# Let me get this right!? Sable question



## CertainlySpoiled (Dec 2, 2007)

Sable I know has to do with coloring, so...When I rub Emmas fur up it appears to be half light near the roots and black at the end, but when her fur is brushed correctly she looks total black on her back, so doe that make her sable? I'm so sorry for all the sable questions, I'm just trying to make sure she's sable or something else!


----------



## shepherdbydesign (Mar 7, 2007)

If you look at the pictures that I just posted of Fantom and Spirit. They are sables. Fantom is a black sable and Spirit is kind A cross between Ghost and Cira. Hope this helps


----------



## CertainlySpoiled (Dec 2, 2007)

Thanks chuck!


----------



## CertainlySpoiled (Dec 2, 2007)

This is Emma about a month ago, don't know if you can really tell though!?!? If she would be considered Sable or not??


----------



## Brightelf (Sep 5, 2001)

Blanket black-and-tan, with some paling of undercoat? What a beautiful girl she is, too!!


----------



## CertainlySpoiled (Dec 2, 2007)

Thanks Patti...funny thing is, is that she knows how pretty she is, and loves to flaunt it!! lol, got to love those personalities!


----------



## mastercabman (Jun 11, 2007)

i think she is more like black and tan. not sable.


----------



## Liesje (Mar 4, 2007)

I would call that a blanket black and tan. "Blanket" meaning there is more coverage of black than just the nose and the saddle, but not enough to be a true bi-color.


----------



## Chris Wild (Dec 14, 2001)

Yes, she is a blanket black and tan. Not a sable.


----------



## CertainlySpoiled (Dec 2, 2007)

Thanks everyone....I'm just wondering how much of that black is going to fade away as she gets bigger? Like I mentioned above, when her fur is rubbed up, there is a lot of white/tan below all that black, will that eventually come through? Not that it matters, I'm going to love her and accept any color she may be, and to me she will always be beautiful.


----------



## lhczth (Apr 5, 2000)

How old is she?


----------



## Fodder (Oct 21, 2007)

> Originally Posted By: Jenniferky Like I mentioned above, when her fur is rubbed up, there is a lot of white/tan below all that black, will that eventually come through?

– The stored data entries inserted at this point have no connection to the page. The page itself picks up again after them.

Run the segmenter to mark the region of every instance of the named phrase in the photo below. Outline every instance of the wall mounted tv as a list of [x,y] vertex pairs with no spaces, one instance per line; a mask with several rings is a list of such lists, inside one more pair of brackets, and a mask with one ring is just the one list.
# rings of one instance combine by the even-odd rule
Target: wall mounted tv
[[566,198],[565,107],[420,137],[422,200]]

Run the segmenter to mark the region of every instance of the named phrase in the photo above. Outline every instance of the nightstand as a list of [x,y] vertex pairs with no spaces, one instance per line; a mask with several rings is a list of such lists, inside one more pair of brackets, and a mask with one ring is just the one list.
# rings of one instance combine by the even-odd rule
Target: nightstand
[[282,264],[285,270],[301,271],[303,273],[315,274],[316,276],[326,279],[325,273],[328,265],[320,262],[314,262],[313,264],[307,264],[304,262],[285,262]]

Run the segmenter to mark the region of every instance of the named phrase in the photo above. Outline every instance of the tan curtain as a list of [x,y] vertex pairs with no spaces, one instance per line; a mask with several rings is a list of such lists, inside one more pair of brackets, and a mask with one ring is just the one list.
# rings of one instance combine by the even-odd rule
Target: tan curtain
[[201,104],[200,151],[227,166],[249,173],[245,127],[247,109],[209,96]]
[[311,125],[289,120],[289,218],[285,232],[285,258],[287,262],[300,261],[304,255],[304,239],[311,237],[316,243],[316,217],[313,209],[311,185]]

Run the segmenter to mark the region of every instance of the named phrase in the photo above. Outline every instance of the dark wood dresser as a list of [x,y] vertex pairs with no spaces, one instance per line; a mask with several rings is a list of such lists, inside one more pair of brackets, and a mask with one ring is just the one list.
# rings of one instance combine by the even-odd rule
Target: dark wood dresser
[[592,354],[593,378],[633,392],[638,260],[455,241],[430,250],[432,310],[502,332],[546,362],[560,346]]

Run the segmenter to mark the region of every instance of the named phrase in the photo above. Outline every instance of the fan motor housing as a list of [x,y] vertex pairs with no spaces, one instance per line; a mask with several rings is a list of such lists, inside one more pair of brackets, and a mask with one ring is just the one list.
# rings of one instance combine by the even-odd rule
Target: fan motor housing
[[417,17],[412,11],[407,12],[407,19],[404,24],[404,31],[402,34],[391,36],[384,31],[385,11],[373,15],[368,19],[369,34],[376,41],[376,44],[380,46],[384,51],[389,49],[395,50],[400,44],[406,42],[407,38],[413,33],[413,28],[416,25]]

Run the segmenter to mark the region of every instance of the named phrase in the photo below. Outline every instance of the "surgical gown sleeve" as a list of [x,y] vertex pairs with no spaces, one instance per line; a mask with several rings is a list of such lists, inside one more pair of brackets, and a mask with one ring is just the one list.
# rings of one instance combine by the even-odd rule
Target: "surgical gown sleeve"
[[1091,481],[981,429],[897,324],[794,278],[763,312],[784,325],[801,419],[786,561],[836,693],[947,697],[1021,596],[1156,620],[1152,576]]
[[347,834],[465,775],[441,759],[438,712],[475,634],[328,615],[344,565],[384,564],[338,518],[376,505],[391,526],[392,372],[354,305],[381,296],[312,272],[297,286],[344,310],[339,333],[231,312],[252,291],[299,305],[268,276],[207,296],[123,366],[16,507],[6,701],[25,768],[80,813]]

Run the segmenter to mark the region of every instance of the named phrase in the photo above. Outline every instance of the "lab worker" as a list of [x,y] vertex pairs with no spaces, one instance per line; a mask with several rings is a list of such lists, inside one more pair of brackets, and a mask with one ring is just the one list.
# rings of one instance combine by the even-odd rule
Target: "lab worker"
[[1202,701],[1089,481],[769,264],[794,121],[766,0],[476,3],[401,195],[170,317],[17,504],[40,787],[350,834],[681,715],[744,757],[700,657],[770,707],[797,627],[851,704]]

the light hairs you're seeing is her undercoat. (unless you actually pluck a black hair and the root of that same hair is light.) on a sable dog its the individual hairs that are dark at the tips.

my female is a bi color (90% black) but when i run her fur in the opposite direction, or when i brush her, her undercoat is shorter and lighter hairs.

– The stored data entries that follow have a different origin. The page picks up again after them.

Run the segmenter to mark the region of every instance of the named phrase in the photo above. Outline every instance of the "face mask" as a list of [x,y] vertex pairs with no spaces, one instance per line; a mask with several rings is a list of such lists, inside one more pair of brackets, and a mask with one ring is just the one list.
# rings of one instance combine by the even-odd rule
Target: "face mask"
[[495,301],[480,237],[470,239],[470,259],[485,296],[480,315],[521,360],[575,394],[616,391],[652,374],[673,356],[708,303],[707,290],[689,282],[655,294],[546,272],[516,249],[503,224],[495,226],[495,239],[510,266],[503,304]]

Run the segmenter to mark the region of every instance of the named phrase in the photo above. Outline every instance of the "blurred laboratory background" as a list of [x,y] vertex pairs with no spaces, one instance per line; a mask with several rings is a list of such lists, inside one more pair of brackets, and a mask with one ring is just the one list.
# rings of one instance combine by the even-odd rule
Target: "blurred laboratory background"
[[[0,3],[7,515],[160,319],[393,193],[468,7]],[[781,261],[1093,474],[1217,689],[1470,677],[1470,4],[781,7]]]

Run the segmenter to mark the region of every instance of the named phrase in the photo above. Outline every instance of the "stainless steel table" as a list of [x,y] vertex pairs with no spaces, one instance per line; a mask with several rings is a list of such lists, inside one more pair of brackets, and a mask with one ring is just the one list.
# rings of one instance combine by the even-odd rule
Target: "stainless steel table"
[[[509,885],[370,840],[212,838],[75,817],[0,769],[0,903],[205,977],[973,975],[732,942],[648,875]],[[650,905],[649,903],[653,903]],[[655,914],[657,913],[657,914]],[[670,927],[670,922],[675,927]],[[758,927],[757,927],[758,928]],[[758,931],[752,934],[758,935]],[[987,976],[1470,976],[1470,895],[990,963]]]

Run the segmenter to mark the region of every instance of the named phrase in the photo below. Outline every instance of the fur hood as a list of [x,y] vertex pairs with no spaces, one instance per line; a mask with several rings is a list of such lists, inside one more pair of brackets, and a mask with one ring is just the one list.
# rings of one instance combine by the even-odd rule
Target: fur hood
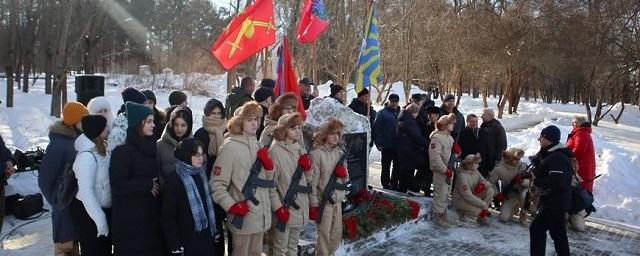
[[78,131],[74,127],[63,124],[62,120],[56,121],[51,126],[49,126],[49,135],[53,134],[70,139],[75,139],[76,137],[78,137]]
[[81,134],[80,136],[78,136],[78,138],[76,139],[73,145],[76,151],[78,152],[94,151],[96,148],[96,144],[84,134]]

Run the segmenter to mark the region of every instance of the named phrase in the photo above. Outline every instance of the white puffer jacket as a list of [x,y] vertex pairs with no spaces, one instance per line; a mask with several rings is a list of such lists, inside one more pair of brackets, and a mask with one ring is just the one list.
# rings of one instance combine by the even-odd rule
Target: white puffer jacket
[[[96,145],[84,134],[75,142],[78,155],[73,172],[78,180],[76,198],[82,201],[89,217],[97,227],[106,227],[107,218],[102,208],[111,208],[111,184],[109,182],[110,154],[98,154]],[[95,158],[94,158],[95,156]]]
[[109,138],[107,138],[107,151],[113,152],[113,150],[120,145],[123,145],[127,141],[127,128],[129,123],[124,113],[118,114],[116,120],[113,121],[113,127],[109,132]]

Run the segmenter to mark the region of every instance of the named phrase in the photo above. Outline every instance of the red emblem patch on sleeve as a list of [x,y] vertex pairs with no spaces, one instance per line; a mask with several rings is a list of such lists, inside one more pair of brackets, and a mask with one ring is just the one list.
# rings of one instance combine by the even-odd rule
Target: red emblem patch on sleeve
[[435,143],[431,143],[431,149],[436,149],[436,144]]
[[213,175],[220,176],[221,172],[222,172],[222,168],[220,168],[220,166],[213,167]]
[[463,185],[462,186],[462,190],[467,191],[467,190],[469,190],[469,187],[467,185]]

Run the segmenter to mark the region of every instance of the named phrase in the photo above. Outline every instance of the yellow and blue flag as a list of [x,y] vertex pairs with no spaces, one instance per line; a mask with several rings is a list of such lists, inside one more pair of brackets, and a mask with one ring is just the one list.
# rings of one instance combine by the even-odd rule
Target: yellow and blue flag
[[373,1],[367,18],[365,35],[362,39],[358,65],[356,66],[356,92],[382,82],[378,18],[376,16],[375,1]]

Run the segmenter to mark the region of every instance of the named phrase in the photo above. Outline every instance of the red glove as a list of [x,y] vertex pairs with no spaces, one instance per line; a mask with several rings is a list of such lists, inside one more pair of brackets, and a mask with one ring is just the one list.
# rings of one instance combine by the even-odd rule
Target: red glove
[[301,155],[300,158],[298,158],[298,164],[305,172],[311,171],[311,158],[308,154]]
[[478,185],[476,185],[475,188],[473,188],[473,193],[474,194],[482,194],[482,193],[484,193],[485,188],[486,187],[484,185],[484,182],[480,182],[480,183],[478,183]]
[[486,217],[489,217],[489,216],[491,216],[491,213],[489,213],[489,210],[487,210],[487,209],[483,209],[480,212],[480,214],[478,214],[478,217],[480,217],[480,218],[486,218]]
[[496,195],[496,201],[498,202],[504,202],[504,194],[502,194],[502,192],[498,193],[498,195]]
[[310,207],[309,208],[309,219],[310,220],[318,220],[318,216],[320,215],[320,207]]
[[245,216],[249,213],[249,205],[246,202],[242,201],[239,203],[235,203],[229,208],[229,213],[233,215]]
[[344,168],[344,166],[342,166],[341,164],[336,166],[336,169],[334,170],[334,173],[336,174],[336,177],[338,177],[338,178],[347,177],[347,169]]
[[511,182],[513,182],[513,184],[518,184],[518,185],[522,184],[522,181],[523,180],[520,175],[513,176],[513,179],[511,179]]
[[451,152],[456,155],[462,154],[462,149],[460,149],[460,145],[458,143],[453,143],[453,147],[451,147]]
[[287,223],[289,221],[289,210],[284,206],[278,208],[276,210],[276,218],[278,218],[279,222]]
[[269,158],[269,150],[267,150],[267,148],[261,148],[258,150],[258,159],[262,163],[262,167],[264,167],[265,170],[273,170],[273,161],[271,160],[271,158]]
[[444,175],[447,176],[447,178],[453,177],[453,170],[451,170],[451,168],[447,168],[447,172],[445,172]]

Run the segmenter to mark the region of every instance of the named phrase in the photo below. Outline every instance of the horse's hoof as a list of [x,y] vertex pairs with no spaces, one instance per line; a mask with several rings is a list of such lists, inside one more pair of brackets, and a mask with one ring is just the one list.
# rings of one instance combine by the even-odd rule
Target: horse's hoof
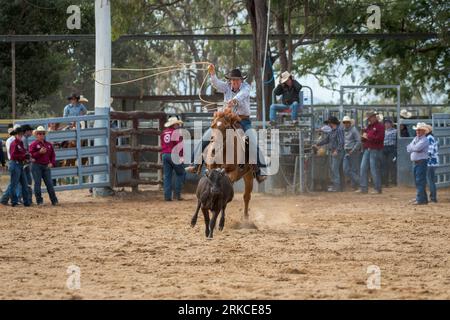
[[223,231],[223,226],[219,226],[219,231]]
[[197,222],[191,221],[191,228],[195,227],[195,224],[196,224],[196,223],[197,223]]

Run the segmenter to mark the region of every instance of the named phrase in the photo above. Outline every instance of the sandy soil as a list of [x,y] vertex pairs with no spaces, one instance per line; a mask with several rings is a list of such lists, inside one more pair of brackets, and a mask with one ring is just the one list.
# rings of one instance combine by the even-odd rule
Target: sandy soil
[[[0,299],[450,299],[450,191],[420,207],[413,195],[256,194],[257,229],[243,229],[238,194],[212,241],[201,216],[189,226],[192,195],[77,191],[59,207],[0,207]],[[66,287],[70,265],[79,290]]]

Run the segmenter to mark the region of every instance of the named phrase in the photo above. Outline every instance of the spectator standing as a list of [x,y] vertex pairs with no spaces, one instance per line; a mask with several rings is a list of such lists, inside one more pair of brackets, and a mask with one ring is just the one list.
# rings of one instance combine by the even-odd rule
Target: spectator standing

i took this photo at night and the flash reveals what i'm talking about. generally she appears black, but in this photo you can see around her neck, behind the ears and across her shoulders where the hairs are light.

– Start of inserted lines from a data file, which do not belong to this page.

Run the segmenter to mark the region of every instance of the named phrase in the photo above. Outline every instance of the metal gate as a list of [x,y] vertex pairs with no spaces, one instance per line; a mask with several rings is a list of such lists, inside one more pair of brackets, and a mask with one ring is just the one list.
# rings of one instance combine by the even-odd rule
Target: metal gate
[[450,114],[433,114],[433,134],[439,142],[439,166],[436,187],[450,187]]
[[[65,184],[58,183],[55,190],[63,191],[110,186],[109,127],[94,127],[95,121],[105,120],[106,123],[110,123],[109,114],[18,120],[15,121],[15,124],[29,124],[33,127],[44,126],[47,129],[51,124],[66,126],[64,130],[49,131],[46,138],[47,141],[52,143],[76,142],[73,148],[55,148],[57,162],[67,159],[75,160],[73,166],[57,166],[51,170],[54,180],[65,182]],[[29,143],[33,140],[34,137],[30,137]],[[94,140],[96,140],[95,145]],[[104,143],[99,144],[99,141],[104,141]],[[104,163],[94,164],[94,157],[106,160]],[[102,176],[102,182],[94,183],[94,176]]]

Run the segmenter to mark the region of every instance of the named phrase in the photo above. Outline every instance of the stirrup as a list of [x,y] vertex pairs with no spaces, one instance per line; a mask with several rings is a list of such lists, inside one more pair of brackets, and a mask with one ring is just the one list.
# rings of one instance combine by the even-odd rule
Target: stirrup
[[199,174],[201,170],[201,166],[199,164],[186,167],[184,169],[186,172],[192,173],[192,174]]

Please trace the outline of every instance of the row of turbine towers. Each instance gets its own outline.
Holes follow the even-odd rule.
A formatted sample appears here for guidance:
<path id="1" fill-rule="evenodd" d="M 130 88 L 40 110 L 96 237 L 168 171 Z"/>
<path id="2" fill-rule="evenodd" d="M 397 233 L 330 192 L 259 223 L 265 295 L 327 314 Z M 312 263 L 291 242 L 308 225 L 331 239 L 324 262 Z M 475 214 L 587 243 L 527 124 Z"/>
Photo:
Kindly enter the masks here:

by the way, her color did not set until she was 1yr. but minimal changes (that only i'd notice) after 10months.


----------



## CertainlySpoiled (Dec 2, 2007)

> Originally Posted By: lhczthHow old is she?


She will be a whole 10 months on May 11th


----------



## Fodder (Oct 21, 2007)

> Originally Posted By: Jenniferky
> 
> 
> > Originally Posted By: lhczthHow old is she?
> ...


then her color is pretty much set. ive heard that sables can change up until two... but all the other varieties pretty much stay the same from this point on. you'll notice a slight variation tho around the time she blows her coat. my girl (pictured above) if VERY black just after shedding, and as you see her during other times (that photo was taken last winter)


----------



## VKristallaugen4 (Oct 5, 2005)

Definitely black/tan, and a lovely girl too


----------